At the end of last year, I came to the conclusion that I had no choice but to stand up a lab at POINT that specifically was designed for me to learn about machine learning and large language models. As mentioned in my last post, I think that understanding the implicit uses and dangers of this relatively new breed of technology will be extraordinarily important going forward.
So first, hardware. I did some research and the hacker folks in my feeds were all using old hardware or Raspberry Pis just to say they could, which is cool. In fact Brent Huston at Microsolved wrote the article that started this all in a lot of ways. I am all about reusing devices, I have laptops that are 20 years old performing important functions at the Sempf Compound. For this, though, I needed a real research box, so I dropped the other shoe and got a mini PC (not this one).

Great now I have a place to put stuff. What to put where? After hemming and hawing I decided I wanted to have multiple machines running, and I wanted functional separation, because it makes my brain better. When I was in the dev space, I had a server running Windows Server and Hyper-V so that I could spin up a whole new machine that replicated the environment I was coding for It worked out well, and I wanted to emulate that with something lighter weight that wasn't a Microsoft product. So I started with Proxmox. I am not going to go into the setup and whatnot because there are FAR better guides out there than mine (I'd link but they go out of date fast) so I'll just say I have 128 gig of ram split amongst a few machines running things I want to keep separated.
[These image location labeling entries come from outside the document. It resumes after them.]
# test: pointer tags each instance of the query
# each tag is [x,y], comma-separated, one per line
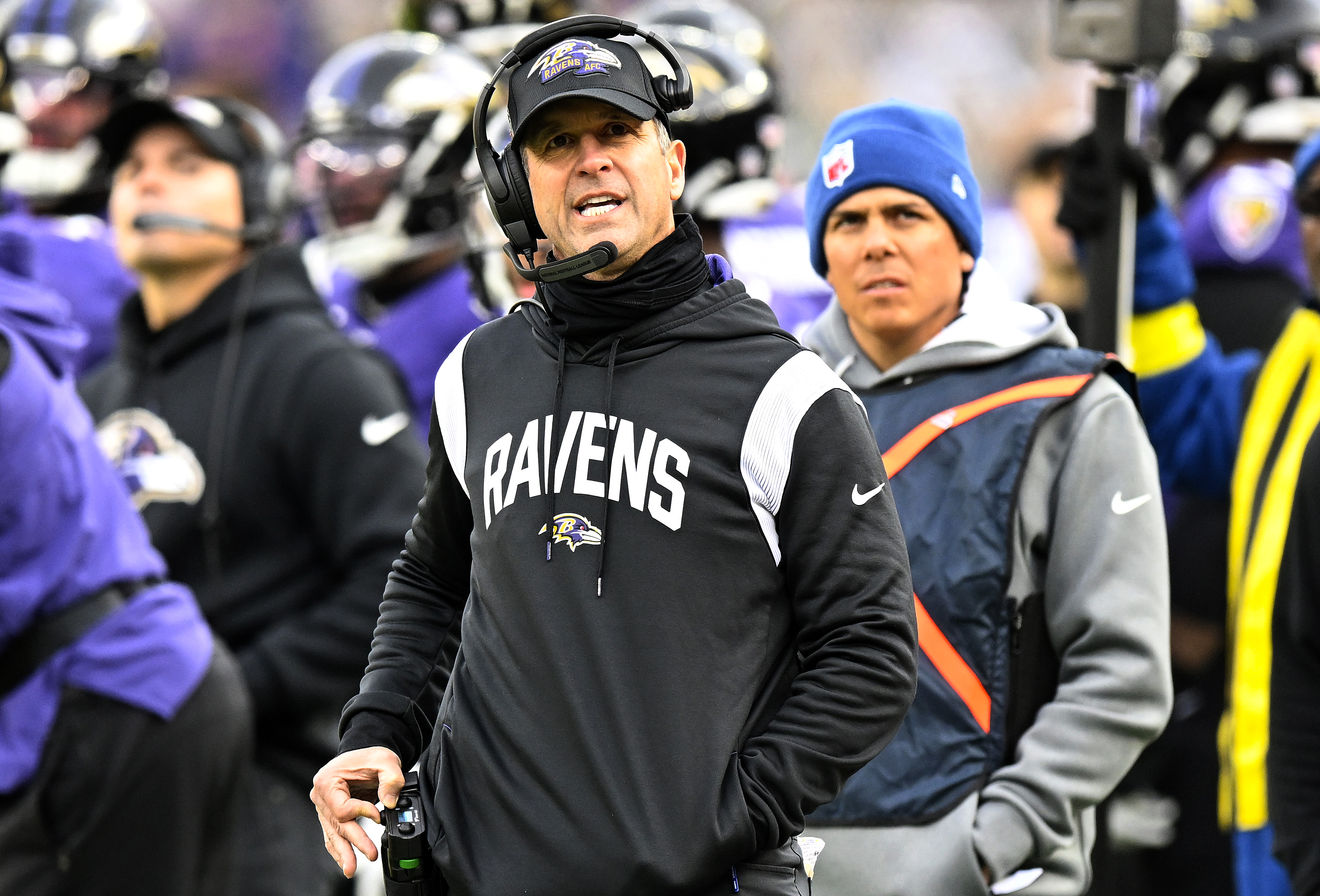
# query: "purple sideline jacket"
[75,256]
[68,530]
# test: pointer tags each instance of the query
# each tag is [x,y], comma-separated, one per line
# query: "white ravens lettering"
[643,470]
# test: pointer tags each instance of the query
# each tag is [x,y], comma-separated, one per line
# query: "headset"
[506,179]
[265,183]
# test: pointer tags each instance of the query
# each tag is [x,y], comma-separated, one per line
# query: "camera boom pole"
[1111,256]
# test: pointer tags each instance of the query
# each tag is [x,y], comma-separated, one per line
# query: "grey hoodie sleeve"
[1091,539]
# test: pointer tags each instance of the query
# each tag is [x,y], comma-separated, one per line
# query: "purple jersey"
[418,332]
[68,530]
[771,255]
[1244,218]
[75,256]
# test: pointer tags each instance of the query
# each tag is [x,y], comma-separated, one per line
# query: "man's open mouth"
[597,206]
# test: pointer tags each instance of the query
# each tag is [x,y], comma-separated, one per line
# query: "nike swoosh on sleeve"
[861,499]
[1121,507]
[378,432]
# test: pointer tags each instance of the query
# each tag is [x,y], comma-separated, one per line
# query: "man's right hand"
[346,790]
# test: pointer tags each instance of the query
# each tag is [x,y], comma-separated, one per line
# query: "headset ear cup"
[667,91]
[663,85]
[515,177]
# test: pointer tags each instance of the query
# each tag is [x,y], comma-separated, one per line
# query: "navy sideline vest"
[955,445]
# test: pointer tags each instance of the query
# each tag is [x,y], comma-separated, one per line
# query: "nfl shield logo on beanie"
[837,164]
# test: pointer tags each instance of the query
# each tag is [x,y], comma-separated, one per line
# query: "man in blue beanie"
[1030,502]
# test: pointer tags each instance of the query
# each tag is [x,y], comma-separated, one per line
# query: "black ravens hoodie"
[723,634]
[312,475]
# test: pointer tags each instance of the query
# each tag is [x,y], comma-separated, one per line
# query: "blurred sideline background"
[985,61]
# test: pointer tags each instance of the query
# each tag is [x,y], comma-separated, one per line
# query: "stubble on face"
[897,270]
[600,174]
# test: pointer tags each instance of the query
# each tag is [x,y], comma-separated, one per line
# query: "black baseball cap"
[218,128]
[610,72]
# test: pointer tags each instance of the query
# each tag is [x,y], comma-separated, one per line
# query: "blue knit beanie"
[1306,159]
[898,144]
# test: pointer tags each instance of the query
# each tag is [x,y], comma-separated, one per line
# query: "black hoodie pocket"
[774,873]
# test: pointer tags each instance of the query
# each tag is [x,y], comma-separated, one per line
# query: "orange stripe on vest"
[943,655]
[949,663]
[914,443]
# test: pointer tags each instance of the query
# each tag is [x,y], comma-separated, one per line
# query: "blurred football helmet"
[385,142]
[732,130]
[447,18]
[69,65]
[1244,72]
[717,19]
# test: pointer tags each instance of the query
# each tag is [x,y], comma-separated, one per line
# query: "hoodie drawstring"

And if I ever run out of money I can sell the RAM and move to Cancun.
Alright, now I have a random empty virtual machine, so I started with what I know and installed Ubuntu. Your milage may vary of course. I think *nix is far superior for this kind of thing because of the file system but there are more options of course. Your distro of choice will be acceptable.
Next we will need a server to store our language models. No, we are not going to use remote services, this is something I want to be able to disconnect from the Internet and use. It is going to be designed to be a solo operator, so we need our own LLM services. Fortunately for me, there is Ollama. The good news is that installing it is just:
curl -fsSL https://ollama.com/install.sh | sh
So no complaints there. Now we have our own delivery service for an LLM, and can use the command line to go grab models from the open store. "What," you ask, "there are free models?" You bet. You won't get GPT5.3Codex (that joke is probably out of date already) but there is a lot available, and some of them are even ethically constructed so do your research. But we aren't stuck here. All Ollama does is provide the access to the models in all of the expected ways. We need a chat interface.
OpenWebUI enters the chat. This extremely generically named tool is the ChatGPT or Le Chat for our instance of Ollama. There aren't enough ways to describe how awesome this open source project is. It is large, complex, and it works. It is well documented and the core team is remarkable. Throw them some money if you can.
To focus OpenWebUI's chat, we need to give it a system prompt that will provide a personality. I have mine here, and you are welcome to steal it as a template - I stole VSCode's as a template so fair's fair. Steal and steal alike, amirite? You can do a lot with Soul files, and when I write about AI Concoles later I'll put some information up and the Claude and Mistral Soul structures, and how to try and bend the model to your needs, at least in the chat.

But anyway, with OpenWebUI we can specify a model from our Ollama instance, and then create a Workspace, which is OpenWebUI's interface for RAGs. More or less, what I have done here is given Chiron all of my books, and everything I have written, and all of the OWASP CheatSheets, the Testing Guide, and the ASVS. This has generated the POINT Application Security Intelligence.
It's not that terribly intelligent
I mean, it does exactly what I want it to do a vast majority of the time, but it will do all of the things that I am certain that you have heard the stories about. I give it 7 vulnerabilities, and ask it to build descriptions and remediation steps, and it will do three. Ta daaa! "No," I say in the chat, "there were 7, where are the other four?" "You are absolutely right, I only handled three of those! Let me do the other four."
And then it does two more. Ta daaaaa!
So there is still a way to go. That's just a small obvious example, there are subtle things too. I asked it to help with a code example for a remediation step, and while it did remediate the vulnerability, it introduced a new one. There is unquestionably more that needs to be done.
But it does something extremely well. For instance, I am clearly not going to load a client's source code into Mistral for analysis. It's a violation of the NDA I share with my clients and I am just not like that. But I can load it into Chiron for analysis because it never leaves my office. All and all a worthwhile project I recommend for everyone.